Спасибо за ответ! Я склоняюсь к Тхераваде, Махаяна - это для расширения круга поиска, но и лекции Далай Ламы многие я слушаю и читаю с большим интересом. Я не претендую на "приди и обучи", просто хочу найти круг людей, с которыми можно было бы общаться в живую. Конечно, здорово будет и здесь пообщаться, просто хочется стать частью живого сообщества хотя бы в перспективе.

----------


## Дубинин

> Спасибо за ответ! Я склоняюсь к Тхераваде, Махаяна - это для расширения круга поиска, но и лекции Далай Ламы многие я слушаю и читаю с большим интересом. Я не претендую на "приди и обучи", просто хочу найти круг людей, с которыми можно было бы общаться в живую. Конечно, здорово будет и здесь пообщаться, просто хочется стать частью живого сообщества хотя бы в перспективе.


Ну вот сей  целый монах Тхеравады внизу присутствует, у него чего- спросите, заодно и здешних присоветует- кого..

----------

Raudex (05.11.2016), Миддл (04.11.2016)

----------


## Миддл

Спасибо! Я давно слежу за работой форума в качестве гостя и знаю уважаемого Raudexа заочно.
Если это будет удобно, буду направлять вопросы ему. Но я также знаю, что он уже далеко от Москвы, хотя не помню в каком монастыре. Да, посмотрела профиль, Raudex в Таиланде.

----------

Дубинин (04.11.2016)

----------


## Дубинин

Кстати меня не читайте (я ушедший из буддизма, и зная его изнутри много лет- весьма разлагающе действую на новичков- не шучу.. (ибо вдруг я не прав :EEK!: ) )

----------


## Миддл

Почему же, здоровый скепсис очень отрезвляет. Для меня буддизм - не религия, а философия - учение. До знакомства с буддизмом изучала западную философию. Так вот современная американская философия утверждает, что у прагматизма и буддизма много общего - опора на опыт, прежде всего.

----------

Won Soeng (04.11.2016)

----------


## Won Soeng

Я живу в Королеве, иногда есть возможность немного и не очень часто пообщаться за чашкой чая, где-нибудь в окрестности нескольких станций метро от Проспекта Мира, где сейчас мой основной клиент. 

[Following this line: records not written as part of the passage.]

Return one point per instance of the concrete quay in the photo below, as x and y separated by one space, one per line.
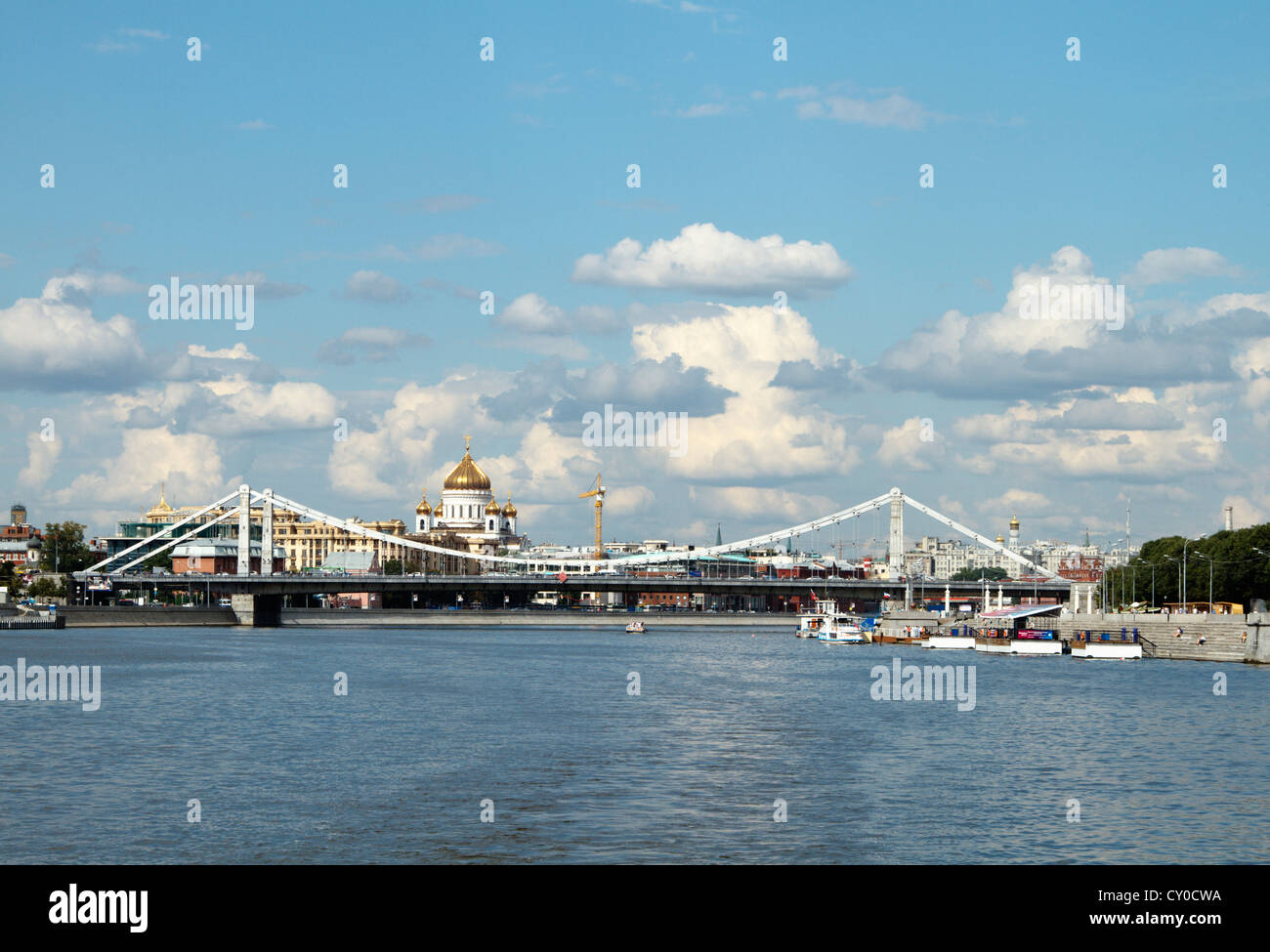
1223 634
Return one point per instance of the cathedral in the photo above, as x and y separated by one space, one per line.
468 516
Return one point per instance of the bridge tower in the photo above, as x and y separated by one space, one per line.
267 534
896 546
244 529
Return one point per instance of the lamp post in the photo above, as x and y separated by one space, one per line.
1209 559
1184 565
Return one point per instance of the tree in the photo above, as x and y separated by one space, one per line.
977 574
64 549
1240 572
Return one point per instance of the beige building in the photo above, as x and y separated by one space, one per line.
468 516
310 544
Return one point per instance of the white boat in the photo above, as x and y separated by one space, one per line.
1121 650
829 625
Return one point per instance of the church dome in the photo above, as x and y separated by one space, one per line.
161 508
466 475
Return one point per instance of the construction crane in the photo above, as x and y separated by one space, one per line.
597 490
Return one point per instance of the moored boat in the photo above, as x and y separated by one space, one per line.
826 622
1088 645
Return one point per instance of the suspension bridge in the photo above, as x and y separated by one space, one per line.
499 579
239 504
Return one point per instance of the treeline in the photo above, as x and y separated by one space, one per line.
1240 571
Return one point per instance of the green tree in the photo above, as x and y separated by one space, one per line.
64 549
1239 570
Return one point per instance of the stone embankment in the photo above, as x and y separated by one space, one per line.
1226 638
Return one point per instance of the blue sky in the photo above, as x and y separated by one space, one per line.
504 176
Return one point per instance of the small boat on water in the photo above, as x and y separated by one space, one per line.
825 622
33 616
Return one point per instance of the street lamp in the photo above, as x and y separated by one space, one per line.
1201 555
1184 565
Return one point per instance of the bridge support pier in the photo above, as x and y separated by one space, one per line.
244 529
258 610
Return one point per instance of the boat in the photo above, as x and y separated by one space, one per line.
1105 646
1025 642
33 616
826 622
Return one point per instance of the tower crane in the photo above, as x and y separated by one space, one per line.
597 490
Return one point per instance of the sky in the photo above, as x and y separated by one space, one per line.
826 263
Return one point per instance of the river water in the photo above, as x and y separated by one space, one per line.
574 766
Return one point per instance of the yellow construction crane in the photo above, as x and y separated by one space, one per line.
598 493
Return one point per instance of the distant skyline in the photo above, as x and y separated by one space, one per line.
829 326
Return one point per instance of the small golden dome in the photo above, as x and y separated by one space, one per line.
161 508
468 474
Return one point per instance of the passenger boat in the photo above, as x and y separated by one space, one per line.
1025 642
33 616
1106 646
825 622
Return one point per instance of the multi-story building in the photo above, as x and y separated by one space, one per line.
20 540
309 545
468 516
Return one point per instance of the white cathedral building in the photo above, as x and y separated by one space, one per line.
469 511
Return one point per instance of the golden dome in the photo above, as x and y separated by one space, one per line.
468 474
161 508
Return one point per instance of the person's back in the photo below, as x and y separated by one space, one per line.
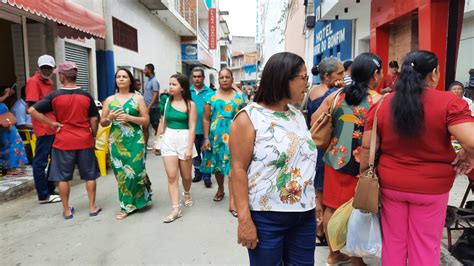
420 164
73 109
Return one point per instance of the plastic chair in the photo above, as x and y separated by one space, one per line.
102 149
30 139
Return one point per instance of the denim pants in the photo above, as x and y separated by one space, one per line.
198 141
284 238
44 188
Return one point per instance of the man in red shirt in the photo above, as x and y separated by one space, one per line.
37 87
77 119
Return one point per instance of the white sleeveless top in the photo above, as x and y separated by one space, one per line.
283 166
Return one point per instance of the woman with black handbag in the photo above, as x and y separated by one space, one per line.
342 156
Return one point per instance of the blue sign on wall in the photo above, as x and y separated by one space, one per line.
331 38
189 52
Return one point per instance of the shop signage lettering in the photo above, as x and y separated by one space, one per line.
212 28
326 38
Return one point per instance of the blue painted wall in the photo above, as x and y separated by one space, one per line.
105 74
331 38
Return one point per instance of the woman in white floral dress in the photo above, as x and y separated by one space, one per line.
273 160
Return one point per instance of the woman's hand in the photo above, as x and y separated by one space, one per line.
188 155
461 163
247 233
122 118
206 145
114 114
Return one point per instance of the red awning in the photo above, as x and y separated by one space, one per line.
64 12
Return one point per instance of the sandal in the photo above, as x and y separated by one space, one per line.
321 241
219 196
175 214
188 200
121 215
234 213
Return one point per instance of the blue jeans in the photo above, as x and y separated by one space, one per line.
44 188
284 238
198 141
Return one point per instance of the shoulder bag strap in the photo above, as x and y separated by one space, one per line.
373 136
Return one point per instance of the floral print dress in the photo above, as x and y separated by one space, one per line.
342 157
283 166
127 156
12 151
222 114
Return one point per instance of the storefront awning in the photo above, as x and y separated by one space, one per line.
66 13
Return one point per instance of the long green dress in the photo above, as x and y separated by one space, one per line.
127 156
222 114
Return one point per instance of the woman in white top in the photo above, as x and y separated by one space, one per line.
273 160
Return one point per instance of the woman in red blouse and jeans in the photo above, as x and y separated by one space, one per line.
416 160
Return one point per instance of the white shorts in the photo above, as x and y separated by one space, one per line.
175 143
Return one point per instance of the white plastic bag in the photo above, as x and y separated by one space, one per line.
364 238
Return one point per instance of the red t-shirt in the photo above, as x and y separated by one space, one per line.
73 109
420 164
36 89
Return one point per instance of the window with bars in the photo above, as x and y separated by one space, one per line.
125 35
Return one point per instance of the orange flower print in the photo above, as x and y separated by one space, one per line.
296 172
356 154
228 108
291 192
341 161
334 150
342 150
357 134
225 138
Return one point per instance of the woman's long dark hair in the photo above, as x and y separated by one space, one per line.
184 83
362 70
130 76
407 107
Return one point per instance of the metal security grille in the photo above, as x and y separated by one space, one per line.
80 56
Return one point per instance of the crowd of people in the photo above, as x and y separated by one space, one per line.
283 189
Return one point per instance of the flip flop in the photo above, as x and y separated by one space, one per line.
97 211
68 217
219 196
234 213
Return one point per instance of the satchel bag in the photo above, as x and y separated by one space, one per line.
366 197
7 120
161 129
321 130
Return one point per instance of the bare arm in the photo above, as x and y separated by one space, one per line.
192 129
94 125
154 99
143 119
206 122
241 144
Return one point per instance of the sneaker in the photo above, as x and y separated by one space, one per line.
51 199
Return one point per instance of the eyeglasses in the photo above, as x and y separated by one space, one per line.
303 77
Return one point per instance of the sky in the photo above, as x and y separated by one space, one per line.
242 16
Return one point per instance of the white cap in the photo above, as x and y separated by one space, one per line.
46 60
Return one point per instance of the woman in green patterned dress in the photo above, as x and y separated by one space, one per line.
127 112
219 111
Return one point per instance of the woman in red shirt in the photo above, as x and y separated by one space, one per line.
415 160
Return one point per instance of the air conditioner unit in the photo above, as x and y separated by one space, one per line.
310 21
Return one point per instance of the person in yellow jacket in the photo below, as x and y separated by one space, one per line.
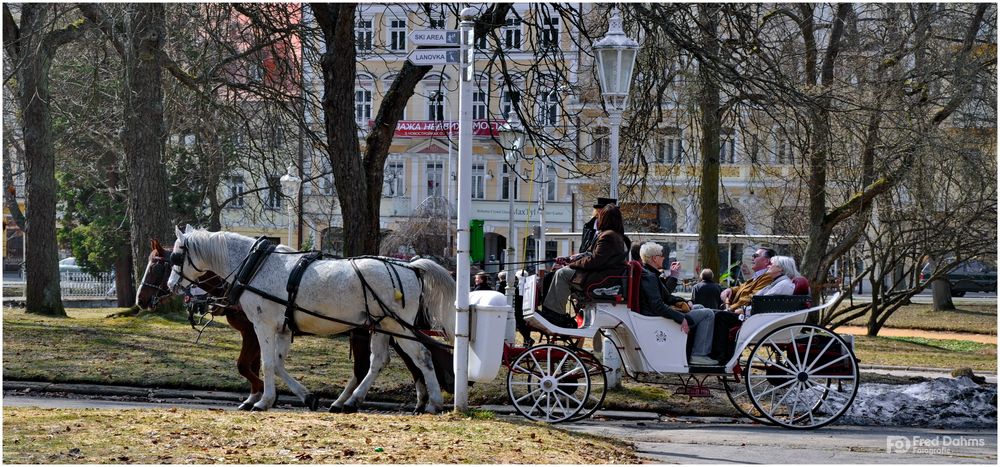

Тоже интересуюсь и Тхеравадой и Махаяной (дзен). Перебрался в Москву уже больше года назад, но пока на местные встречи не попадал. Впрочем и в Питере я на ретритах бывал далеко не ежегодно, с 2000-го года всего 10 и наберется. И вот на юбилейном как раз принял пять обетов, в апреле 2014 года.

----------

Миддл (04.11.2016)

----------


## Дубинин

> Почему же, здоровый скепсис очень отрезвляет. Для меня буддизм - не религия, а философия - учение. До знакомства с буддизмом изучала западную философию. Так вот современная американская философия утверждает, что у прагматизма и буддизма много общего - опора на опыт, прежде всего.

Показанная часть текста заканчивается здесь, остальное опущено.